Até aí, nenhum problema. Mas a coisa começou a complicar quando algumas empresas começaram a perceber que poderiam começar a “presentear” os youtubers mirins com seus produtos, para que eles fizessem seu “unboxing”. Trocando em miúdos, as crianças, que são formadoras de opinião nesse meio, passaram a fazer uma eficientíssima propaganda, o que caiu como uma luva para as companhias, especialmente em tempos de grande restrição à publicidade direcionada a crianças.

Isso tem gerado um caloroso debate. Apesar de alguns desses canais serem obviamente patrocinados, dada a incrível qualidade na sua produção, como diferenciar uma criança que está legitimamente exercendo seu direito de mostrar brinquedos de outra que está sendo usada como ferramenta de marketing? A BBC fez uma ótima reportagem sobre isso há alguns meses, para a qual fui entrevistado.

As crianças estão rompendo paradigmas. E a TV pode ser a próxima vítima.


Vídeo relacionado:


Adeus TV! Olá YouTube!

Nessa combinação incrível de YouTube com smartphones, a antiga dupla dinâmica formada pelas emissoras e pelos aparelhos de TV pode estar com os dias contados. Pois os adolescentes e especialmente as crianças, que deveriam ser seus futuros consumidores, simplesmente as ignoram. Para eles, aquilo é uma caixa anacrônica e pouco atraente.

O principal desalinhamento acontece em um ponto central do modelo de negócio das emissoras: a grade de programação. Os jovens não conseguem entender porque têm que esperar o “horário certo” para assistir um determinado programa. Para eles, o horário certo é aquele em que eles querem ver o programa, qualquer que seja.

As emissoras estão se mexendo, ainda que muito tardiamente, só porque sentiram a água gelada em seus fundilhos. A maioria delas já tem aplicativos para computadores e dispositivos móveis em que se pode ver a programação a qualquer momento. Mas é uma solução mambembe, pois o programa só é liberado online depois de ter passado na telona. Ou seja, não resolve o problema da grade. Por que preciso esperar uma semana para, por exemplo, assistir a um novo episódio de Game of Thrones no HBO Go, se a temporada inteira já está pronta?

Sei que não dá para fazer isso com uma novela, que chega a ter 200 capítulos, e o nível de liberação dos novos acontece apenas poucos dias após sua gravação. Mas para, por exemplo, séries de 10 ou 20 episódios, não faz o menor sentido.

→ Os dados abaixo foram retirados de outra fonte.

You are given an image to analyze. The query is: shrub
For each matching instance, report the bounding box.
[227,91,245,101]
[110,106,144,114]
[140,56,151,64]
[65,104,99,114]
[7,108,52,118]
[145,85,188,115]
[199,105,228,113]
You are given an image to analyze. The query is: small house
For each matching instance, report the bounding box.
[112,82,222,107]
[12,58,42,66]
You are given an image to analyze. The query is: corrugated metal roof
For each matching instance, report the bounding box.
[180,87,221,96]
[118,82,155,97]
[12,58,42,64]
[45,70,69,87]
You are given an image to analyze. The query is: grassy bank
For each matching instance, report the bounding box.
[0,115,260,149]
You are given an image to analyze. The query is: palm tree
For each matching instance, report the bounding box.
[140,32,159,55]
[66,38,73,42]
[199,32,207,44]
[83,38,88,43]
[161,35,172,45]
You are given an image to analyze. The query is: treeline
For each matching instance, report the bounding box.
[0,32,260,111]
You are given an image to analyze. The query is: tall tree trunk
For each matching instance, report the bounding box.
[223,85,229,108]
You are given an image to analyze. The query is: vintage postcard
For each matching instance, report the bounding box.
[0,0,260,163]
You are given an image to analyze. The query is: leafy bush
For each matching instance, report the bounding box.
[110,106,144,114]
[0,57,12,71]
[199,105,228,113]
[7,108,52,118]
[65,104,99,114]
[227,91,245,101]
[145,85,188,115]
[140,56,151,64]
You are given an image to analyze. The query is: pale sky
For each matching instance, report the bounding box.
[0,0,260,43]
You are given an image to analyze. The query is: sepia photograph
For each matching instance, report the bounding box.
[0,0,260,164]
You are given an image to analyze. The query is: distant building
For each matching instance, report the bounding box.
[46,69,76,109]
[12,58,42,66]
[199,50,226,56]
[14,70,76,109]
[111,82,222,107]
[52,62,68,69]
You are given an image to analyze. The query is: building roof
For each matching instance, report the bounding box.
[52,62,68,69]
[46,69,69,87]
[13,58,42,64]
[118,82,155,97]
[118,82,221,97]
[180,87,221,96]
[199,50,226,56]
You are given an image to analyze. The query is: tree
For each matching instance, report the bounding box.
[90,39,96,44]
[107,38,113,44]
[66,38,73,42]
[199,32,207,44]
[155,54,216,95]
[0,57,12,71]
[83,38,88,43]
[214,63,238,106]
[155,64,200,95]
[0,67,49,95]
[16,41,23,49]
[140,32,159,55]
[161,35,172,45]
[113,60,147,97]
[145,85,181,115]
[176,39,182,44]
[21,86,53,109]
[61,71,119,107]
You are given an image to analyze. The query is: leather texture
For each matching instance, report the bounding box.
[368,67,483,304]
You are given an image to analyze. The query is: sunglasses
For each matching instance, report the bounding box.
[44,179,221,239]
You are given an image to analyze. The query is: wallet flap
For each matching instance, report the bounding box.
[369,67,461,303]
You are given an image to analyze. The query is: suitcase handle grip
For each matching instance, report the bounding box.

E justiça seja feita, a Globo tem feito alguns experimentos interessantes com o seu aplicativo Globo Play, mas ainda insuficientes para atender às demandas de um público cada vez mais exigente.

Outro ponto de discórdia entre a TV e os jovens é a interrupção dos programas para comerciais. Eles estão acostumados a novas formas de monetização, inclusive com um controle enorme sobre os próprios comerciais. E esse é outro ponto que bate de frente com o modelo de negócios cristalizado das emissoras.

Por fim, há ainda a questão da privacidade. Crianças e adolescentes querem assistir a seus vídeos em paz. Leia-se: sem que seus pais fiquem controlando o que consomem. Os smartphones são perfeitos para isso. Já as TVs, que estão, aliás, cada vez maiores, se tornam inadequadas.

Como se pode ver, é uma situação delicadíssima e muito difícil de ser resolvida, pois a TV atender essas demandas significaria matar um negócio que, a despeito de uma contínua queda na audiência, ainda vai muito bem, abocanhando mais de metade de todo o bolo publicitário entre todas as mídias.

Mas um dia essas crianças crescerão. E seus pais não estarão mais aqui para continuar vendo TV. Para elas, quem está mandando muito bem e indicando o caminho a seguir, desde já, é o YouTube.

E é como eu sempre digo: quer prever o futuro? Olhe para as crianças agora.